Course: Google Cloud Fundamentals: Core Infrastructure | Google Cloud Skills Boost https://www.cloudskillsboost.google Focus: Storage in the Cloud


Introduction

This is the third part of my systematic GCP fundamentals learning journey. While this article stands alone, you can read Part 1 and Part 2 for foundational concepts and networking details.

Part 3 explores Google Cloud’s storage services—from object storage to managed databases. Every application needs to store data, and choosing the right storage solution is critical for performance, cost, and scalability.

What’s Covered

This article examines GCP’s five core storage offerings:

  • Cloud Storage (object storage)
  • Cloud SQL (managed relational databases)
  • Cloud Spanner (horizontally scalable SQL)
  • Firestore (NoSQL for mobile and web)
  • Cloud Bigtable (NoSQL for big data)

Storage Types: Understanding Your Options

Google Cloud supports multiple storage paradigms to match different application needs:

Storage TypeCharacteristicsExample Use Cases
StructuredOrganized in tables with schemasCustomer records, financial transactions
UnstructuredNo predefined formatImages, videos, documents
TransactionalACID compliance requiredOrder processing, banking operations
RelationalConnected data with relationshipsUser profiles with orders and addresses

Most applications use multiple storage services to handle different data types and access patterns.

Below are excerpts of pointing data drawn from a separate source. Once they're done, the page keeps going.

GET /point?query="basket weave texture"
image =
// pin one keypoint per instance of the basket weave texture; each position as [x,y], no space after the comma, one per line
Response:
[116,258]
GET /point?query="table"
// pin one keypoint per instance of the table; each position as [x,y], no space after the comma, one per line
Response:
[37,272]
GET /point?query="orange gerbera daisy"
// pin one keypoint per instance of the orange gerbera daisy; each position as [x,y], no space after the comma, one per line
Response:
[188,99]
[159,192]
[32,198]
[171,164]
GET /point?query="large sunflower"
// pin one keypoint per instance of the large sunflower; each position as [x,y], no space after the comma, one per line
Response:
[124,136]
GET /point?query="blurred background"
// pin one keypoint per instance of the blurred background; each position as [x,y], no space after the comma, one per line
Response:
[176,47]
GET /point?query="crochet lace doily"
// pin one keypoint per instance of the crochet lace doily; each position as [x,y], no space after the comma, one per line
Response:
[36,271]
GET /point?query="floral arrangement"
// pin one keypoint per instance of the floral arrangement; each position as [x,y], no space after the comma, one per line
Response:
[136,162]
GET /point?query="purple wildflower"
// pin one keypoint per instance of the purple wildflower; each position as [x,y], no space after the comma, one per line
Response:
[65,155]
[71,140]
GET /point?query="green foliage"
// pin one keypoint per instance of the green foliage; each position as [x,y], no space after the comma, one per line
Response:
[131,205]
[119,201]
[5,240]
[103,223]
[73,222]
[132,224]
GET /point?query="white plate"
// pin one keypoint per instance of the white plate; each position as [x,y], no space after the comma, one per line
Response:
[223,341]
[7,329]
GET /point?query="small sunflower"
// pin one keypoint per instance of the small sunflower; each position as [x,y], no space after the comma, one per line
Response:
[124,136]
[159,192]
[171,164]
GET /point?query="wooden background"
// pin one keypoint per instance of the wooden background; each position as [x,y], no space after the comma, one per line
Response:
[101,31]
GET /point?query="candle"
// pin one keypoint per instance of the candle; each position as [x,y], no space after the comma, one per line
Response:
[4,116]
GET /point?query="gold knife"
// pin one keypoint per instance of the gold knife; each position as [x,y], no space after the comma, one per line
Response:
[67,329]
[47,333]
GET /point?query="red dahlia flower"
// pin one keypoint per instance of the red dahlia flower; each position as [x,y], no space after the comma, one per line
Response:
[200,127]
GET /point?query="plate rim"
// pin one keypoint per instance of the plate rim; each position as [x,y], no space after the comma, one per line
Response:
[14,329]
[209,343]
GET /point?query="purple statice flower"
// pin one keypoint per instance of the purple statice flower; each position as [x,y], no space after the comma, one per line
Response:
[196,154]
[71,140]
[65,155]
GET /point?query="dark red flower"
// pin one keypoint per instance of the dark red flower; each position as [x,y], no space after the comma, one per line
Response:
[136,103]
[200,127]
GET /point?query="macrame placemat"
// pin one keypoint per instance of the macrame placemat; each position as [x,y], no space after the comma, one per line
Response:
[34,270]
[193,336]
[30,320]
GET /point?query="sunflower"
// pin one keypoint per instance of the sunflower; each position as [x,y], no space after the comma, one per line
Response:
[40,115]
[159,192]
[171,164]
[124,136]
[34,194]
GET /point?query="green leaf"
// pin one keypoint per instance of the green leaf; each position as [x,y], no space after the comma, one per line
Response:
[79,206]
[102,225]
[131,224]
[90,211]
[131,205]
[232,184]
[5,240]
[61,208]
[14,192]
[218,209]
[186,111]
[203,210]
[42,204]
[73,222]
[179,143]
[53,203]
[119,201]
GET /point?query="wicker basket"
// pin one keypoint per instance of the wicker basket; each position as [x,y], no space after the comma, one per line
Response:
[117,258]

Cloud Storage: Object Storage at Scale

Cloud Storage is Google’s object storage service for binary large objects (BLOBs). Unlike file systems with folders or block storage with disk chunks, object storage manages data as discrete objects.

How Object Storage Works

Each object contains:

  • Binary data: The actual file content
  • Metadata: Information like creation date, author, resource type, permissions
  • Unique identifier: A globally unique URL

This URL-based approach makes object storage work seamlessly with web technologies.

Common Use Cases

  • Video and photo hosting
  • Backup and archival storage
  • Serving online content
  • Storing intermediate processing results
  • Data lake storage

Organizing with Buckets

Cloud Storage files are organized into buckets. Each bucket requires:

  • Globally unique name: No two buckets worldwide can share a name
  • Geographic location: Choose based on user proximity to minimize latency

Immutability and Versioning

Important concept: Cloud Storage objects are immutable—you don’t edit them. Instead, each change creates a new version.

Versioning options:

  • Enabled: Keep detailed history of all modifications, overwrites, and deletes
  • Disabled (default): New versions always overwrite older versions

Security and Access Control

Control access using:

  • IAM roles: For broad, project-level permissions
  • Access Control Lists (ACLs): For fine-grained, object-level control

Follow the principle of least privilege: grant users access only to resources they need.

Lifecycle Management

Storing large amounts of data gets expensive. Lifecycle policies automatically manage your data to reduce costs.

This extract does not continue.